« Odpowiedź #111 dnia: Grudnia 08, 2004, 09:35:52 pm »
dzisiaj mi przyszlo prince of persia 2: warrior within (i oprocz tego jeszcze pare fajnych gierek ale oczywiscie zaczalem od pop). a wiec umieszczam plyte na tacke i spoconymi rekami nerwowo dociskam niebieski przycisk na czarnulce i... oniemialem z wrazenia... intro - po prostu cudo az szczena opada... po intrze odrazu zostajemy wciagnieci w sam srodek toczacej sie bitwy... grafa jest po prostu piekna. nie dosc ze wykonanie przeciwnikow i samego ksiecia jest idealne to otoczenie tez jest maxymalnie dopieszczone (wiekszosc rzeczy da sie rozwalac) a we wspomnianej bitwie widac ze to bitwa!!! strzaly caly czas lataja, plomienie szaleja wszedzie, przeciwnicy walcza z naszymi, wibrator w padzie telepie sie jak szalony od wybuchow i kolysania statku... a temu wszystkiemu towarzyszy muza... ach muza.... jest to polaczenie rocka i takiego arabskiego klimatu... w sands of time w sumie tylko jeden kawalek byl taki maxymalnie dopieszczony a reszta "tylko" bardzo dobra to tutaj juz od poczatku witaja nas zajebiste rockowo arabskie rytmy.... muzyka to bezwzglednie jeden z wiekszych plusow gry. fabula - poki co gralem krotko ale zaczyna sie zajebiscie... niczego nie bede zdradzal to trzeba zobaczyc samemu... ciosy, komba itp - jesli porownac sands of time i warrior within to sot wyglada jak jakas platformowka a ww jak jakas bijatyka... ciosow jest tyle ze na poczatku wogole ciezko sie polapac ale pozniej wprowadza to olbrzymia swobode... next - trudnosc. musze powiedziec ze w ww jest zdecydowanie trudniej, w sot w sumie tylko jedna walka sprawila mi klopot (ale za to jaka... przeszlem ja cos kolo 10 raza) a tutaj to jest hardkor praktycznie 2 minuty od rozpoczecia spotykamy juz 1 bossa... gierka jest dopieszczona na maxa i klimat i grafa (i fabula pewnie tez ale jeszcze za malo gralem) rzadza!!! polecam wszystkim ktorzy grali w sands of time.

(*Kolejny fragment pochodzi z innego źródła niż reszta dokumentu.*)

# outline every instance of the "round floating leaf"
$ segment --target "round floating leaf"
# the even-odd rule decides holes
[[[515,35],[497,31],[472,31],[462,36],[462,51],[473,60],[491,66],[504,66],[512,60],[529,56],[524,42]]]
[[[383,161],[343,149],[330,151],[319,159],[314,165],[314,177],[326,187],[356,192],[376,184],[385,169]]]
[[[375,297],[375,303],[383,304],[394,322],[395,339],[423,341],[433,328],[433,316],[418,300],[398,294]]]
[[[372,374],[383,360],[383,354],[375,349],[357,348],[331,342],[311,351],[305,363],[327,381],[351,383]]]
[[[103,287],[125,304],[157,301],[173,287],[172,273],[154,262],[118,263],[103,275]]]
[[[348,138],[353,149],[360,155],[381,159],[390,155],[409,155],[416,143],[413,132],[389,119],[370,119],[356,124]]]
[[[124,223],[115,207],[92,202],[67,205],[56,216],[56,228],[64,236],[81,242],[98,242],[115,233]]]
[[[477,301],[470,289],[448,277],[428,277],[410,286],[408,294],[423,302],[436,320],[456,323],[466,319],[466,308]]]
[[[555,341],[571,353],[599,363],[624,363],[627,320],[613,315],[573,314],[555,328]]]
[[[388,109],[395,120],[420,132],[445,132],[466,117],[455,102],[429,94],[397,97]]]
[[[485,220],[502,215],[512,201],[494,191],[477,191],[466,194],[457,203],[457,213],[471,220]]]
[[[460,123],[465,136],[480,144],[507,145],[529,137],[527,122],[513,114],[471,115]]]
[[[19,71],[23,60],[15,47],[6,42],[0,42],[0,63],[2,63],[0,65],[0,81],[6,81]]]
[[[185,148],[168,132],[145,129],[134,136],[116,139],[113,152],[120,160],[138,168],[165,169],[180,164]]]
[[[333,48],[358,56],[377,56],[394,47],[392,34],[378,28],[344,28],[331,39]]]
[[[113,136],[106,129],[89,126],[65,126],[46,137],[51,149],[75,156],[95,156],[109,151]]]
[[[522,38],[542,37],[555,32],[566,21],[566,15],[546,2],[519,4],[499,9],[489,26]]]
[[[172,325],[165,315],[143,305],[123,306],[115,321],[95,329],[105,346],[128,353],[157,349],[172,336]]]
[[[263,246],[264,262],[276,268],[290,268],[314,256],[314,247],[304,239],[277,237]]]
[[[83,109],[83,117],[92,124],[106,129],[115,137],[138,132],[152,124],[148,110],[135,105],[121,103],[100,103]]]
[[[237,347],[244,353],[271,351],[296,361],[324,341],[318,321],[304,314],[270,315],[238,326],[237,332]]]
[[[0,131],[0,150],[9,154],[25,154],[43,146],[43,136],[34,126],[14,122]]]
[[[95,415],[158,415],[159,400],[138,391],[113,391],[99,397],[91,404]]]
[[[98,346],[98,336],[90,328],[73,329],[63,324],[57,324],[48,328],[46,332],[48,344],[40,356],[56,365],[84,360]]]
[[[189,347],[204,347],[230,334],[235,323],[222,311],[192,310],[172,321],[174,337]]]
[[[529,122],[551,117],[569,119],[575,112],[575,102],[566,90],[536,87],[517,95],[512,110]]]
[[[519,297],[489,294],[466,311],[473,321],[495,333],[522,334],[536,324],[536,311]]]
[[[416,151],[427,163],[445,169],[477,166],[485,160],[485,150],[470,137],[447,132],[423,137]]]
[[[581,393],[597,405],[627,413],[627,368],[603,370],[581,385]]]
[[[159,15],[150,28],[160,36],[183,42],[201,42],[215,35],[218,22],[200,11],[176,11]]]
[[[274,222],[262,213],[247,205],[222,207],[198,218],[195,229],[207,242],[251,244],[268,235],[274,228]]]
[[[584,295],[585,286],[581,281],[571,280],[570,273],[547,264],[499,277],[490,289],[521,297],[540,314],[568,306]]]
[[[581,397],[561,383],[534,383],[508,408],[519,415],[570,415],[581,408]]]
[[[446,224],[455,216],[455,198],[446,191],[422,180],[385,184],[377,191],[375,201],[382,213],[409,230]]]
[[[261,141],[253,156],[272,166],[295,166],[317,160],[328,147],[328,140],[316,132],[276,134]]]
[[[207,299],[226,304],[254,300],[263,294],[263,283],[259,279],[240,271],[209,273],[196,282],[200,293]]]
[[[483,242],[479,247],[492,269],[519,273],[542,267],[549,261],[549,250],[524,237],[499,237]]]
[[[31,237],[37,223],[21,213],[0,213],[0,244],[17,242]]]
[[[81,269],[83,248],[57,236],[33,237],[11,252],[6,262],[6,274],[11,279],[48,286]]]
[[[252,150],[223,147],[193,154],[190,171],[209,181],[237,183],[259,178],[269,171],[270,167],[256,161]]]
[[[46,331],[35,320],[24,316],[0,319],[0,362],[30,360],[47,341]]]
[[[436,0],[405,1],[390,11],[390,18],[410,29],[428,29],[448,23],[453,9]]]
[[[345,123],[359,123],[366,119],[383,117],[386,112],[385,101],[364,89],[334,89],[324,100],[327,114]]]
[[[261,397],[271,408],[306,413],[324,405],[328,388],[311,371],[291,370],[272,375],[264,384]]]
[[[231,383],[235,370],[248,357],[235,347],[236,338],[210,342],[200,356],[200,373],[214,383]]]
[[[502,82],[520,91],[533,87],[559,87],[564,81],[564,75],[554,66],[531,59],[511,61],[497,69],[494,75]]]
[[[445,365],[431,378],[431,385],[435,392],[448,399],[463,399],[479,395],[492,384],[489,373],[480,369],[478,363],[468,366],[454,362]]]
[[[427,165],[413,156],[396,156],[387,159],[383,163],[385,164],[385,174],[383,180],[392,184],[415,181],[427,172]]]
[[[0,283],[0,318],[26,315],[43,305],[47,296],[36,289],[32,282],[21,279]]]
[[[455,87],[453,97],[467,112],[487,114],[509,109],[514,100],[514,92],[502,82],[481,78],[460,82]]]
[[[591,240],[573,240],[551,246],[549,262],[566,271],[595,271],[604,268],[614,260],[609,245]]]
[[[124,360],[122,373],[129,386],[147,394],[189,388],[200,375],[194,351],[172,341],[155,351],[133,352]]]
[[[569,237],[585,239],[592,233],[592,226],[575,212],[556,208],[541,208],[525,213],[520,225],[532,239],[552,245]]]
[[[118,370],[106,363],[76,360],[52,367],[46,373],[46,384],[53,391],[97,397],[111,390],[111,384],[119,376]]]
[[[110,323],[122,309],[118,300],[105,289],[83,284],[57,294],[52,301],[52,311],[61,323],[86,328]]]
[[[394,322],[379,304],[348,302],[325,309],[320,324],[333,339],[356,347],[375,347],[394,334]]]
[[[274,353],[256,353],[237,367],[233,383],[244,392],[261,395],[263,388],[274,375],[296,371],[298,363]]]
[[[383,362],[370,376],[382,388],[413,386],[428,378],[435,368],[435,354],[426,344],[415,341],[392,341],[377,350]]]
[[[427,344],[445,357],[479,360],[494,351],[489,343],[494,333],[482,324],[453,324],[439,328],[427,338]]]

SERIA PRINCE OF PERSIA RZADZI!!!!!!!
« Ostatnia zmiana: Grudnia 08, 2004, 10:21:25 pm wysłana przez Zell Dincht »
Zapisane
"Zapewne, ponieważ jesteśmy tak stworzeni, że porównywamy wszystko ze sobą i siebie ze wszystkim, więc szczęście i nieszczęście zależy od przedmiotów, z którymi się porównywamy, i przeto nie ma nic niebezpieczniejszego nad samotność. Wyobraźnia nasza, z natury swej skłonna do wzlotów, żywiona fantastycznymi obrazami poezji, stwarza sobie tłum istot stojących na różnych szczeblach, wśród których my stoimy na najniższym i wszystko prócz nas wydaje się wspaniałe, każdy inny jest doskonalszy. A dzieje się to w sposób zgoła naturalny. Czujemy często, że nam czegoś brak - i zda się nam, iż własnie to, czego nam brak, posiada ktoś inny, któremu też przydajemy i to wszystko, co my mamy, i nadto jeszcze pewne idealne zadowolenie. I oto szczęśliwiec jest zupełnie gotów - nasz własny twór!"